Clearly, the answer is D. I was drawn to this book because of the premise: the daughter of a renowned film director mysteriously commits suicide, and journalist Scott McGrath is investigating her death, and thus her life. The premise is actually strangely similar to Cuckoo’s Calling, but where Rowling’s mystery is fun and endearing, Pessl’s novel is dark, twisted, and complicated.
Set in New York City, the novel mirrors the grit and dirt of the city as McGrath searches for answers about Ashley Cordova’s death. McGrath quickly meets two younger characters who join him on his hunt, thus creating an amusing Three Musketeer scenario–a journalist, a drug dealer, and a struggling actress make for a very odd couple situation. I was worried when the threesome originally came together, but the characters worked surprisingly well despite being rather unbelievable.

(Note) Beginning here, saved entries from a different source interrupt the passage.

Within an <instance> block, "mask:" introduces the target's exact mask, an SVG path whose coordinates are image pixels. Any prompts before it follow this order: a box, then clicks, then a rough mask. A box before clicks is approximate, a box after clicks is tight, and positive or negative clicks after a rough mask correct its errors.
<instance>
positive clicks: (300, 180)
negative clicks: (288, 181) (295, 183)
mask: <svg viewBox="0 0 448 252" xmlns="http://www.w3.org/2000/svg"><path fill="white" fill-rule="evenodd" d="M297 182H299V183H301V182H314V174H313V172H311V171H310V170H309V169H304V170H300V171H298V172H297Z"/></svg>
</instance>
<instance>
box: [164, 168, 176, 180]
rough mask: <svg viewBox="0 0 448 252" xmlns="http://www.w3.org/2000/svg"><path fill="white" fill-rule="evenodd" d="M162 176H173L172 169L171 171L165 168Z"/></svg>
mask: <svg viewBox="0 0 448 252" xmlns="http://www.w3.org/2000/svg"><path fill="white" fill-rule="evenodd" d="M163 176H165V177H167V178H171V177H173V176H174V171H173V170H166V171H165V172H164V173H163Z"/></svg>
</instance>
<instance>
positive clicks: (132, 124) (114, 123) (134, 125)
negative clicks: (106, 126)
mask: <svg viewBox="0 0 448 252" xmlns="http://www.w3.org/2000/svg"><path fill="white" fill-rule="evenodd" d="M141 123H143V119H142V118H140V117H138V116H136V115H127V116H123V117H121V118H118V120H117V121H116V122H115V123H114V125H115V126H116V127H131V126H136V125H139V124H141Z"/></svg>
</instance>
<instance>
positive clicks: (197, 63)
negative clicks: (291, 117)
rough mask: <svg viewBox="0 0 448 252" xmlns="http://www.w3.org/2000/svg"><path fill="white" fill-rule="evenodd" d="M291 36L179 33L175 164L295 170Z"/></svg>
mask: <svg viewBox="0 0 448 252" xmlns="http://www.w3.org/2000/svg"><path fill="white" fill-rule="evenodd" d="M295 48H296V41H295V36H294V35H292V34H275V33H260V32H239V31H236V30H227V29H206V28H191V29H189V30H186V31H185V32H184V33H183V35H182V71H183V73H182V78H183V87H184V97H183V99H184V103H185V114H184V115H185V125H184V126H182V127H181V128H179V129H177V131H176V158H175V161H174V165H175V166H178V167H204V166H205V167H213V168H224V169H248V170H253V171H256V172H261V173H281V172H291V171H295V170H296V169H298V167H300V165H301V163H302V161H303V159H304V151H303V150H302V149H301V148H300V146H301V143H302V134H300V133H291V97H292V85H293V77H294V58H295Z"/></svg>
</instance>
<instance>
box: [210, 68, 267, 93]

What kept me turning the pages was the story of Stanislas Cordova, Ashley’s father. A recluse director who once created terrifying films that question humanity, Cordova lives in an estate in upstate New York called The Peak. There are very little pictures of Cordova, not much is known about his history, and yet his movies have created a huge cult following. As McGrath searches for information about Ashley, he must figure out who Cordova is–the man behind the night films.
One interesting aspect of the book is that it includes the newspaper articles, websites, and other print evidence that McGrath uncovers, so that the reader can investigate as well. While it was maybe unnecessary, this device did draw me in more, and make me feel more attached to the characters and the mystery. It gave everything a more realistic feeling, which makes the story that much more horrifying.
Night Film is a well-written, creative, dark and twisted novel. My only complaint is that Pessl loves her italics. There were so many unneeded instances of italics, it drove me nuts. See what I did there? But if you can get over the italics, and the unlikely trio of detectives, this book will draw you in until the last page turn.